The major function of the heart is to continually pump blood through the circulatory system of the entire body to provide nutrients and oxygen whilst removing waste, hence careful regulation is essential. The pump function is driven by electrical signals (action potentials), which are caused as a result of opening and closing of ion channels across the membrane of cardiac myocytes. In mammalian ventricular myocytes the action potential consists of a phase where calcium ions enter through specific ion channels subsequently causing a global and transient increase in calcium in the cell that is essential for the twitch contraction. This increase is not the same in the whole cell and can be quite high in microdomains near the cell membrane where the ion channels reside that are responsible for the action potential.
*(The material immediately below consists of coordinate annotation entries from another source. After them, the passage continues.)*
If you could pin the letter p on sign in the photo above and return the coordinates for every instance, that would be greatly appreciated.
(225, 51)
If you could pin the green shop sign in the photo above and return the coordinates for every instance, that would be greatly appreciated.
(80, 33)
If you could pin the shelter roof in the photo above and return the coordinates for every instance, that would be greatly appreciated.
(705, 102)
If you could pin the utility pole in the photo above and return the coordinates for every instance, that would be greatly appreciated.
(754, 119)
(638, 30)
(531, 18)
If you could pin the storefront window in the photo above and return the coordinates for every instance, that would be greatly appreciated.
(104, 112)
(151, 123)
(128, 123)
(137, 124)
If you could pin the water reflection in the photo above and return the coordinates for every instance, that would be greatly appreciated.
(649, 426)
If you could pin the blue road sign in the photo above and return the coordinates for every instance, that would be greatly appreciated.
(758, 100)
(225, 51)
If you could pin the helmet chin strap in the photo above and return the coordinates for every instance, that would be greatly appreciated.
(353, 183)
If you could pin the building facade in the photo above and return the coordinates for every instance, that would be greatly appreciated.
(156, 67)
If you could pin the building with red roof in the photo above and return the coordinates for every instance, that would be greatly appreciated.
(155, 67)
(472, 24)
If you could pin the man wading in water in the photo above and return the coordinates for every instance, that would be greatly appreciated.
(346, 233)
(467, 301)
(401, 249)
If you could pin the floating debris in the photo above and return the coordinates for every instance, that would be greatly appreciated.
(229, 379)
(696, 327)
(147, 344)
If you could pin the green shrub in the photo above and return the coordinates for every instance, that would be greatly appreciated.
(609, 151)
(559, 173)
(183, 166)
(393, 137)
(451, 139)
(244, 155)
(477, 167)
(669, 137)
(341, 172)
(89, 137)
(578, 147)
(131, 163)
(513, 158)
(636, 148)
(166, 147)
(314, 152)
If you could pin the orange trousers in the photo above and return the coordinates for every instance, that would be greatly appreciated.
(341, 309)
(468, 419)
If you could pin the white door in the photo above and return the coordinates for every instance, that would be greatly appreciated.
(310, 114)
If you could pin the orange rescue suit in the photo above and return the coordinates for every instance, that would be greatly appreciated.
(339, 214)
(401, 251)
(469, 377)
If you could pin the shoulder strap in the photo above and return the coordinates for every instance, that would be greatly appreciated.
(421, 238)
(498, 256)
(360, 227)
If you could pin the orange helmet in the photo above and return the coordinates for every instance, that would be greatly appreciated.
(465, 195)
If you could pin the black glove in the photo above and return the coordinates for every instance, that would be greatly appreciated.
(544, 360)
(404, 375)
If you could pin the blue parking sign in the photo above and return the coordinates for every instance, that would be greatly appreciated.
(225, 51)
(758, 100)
Under normal circumstance there is a low variability in action potential duration on a beat by beat basis, however in heart disease such as caused by a heart attack, this variability increases and this is thought to contribute to heart rhythm disturbances. We propose that alterations in the microdomains of calcium near the membrane may be the driver for variability in action potential duration under those circumstances. The aim of this project is to use electrophysiological techniques in myocytes to investigate the relationship between microdomain calcium, ionic channels under control of this calcium, and the risk for rhythm disturbances.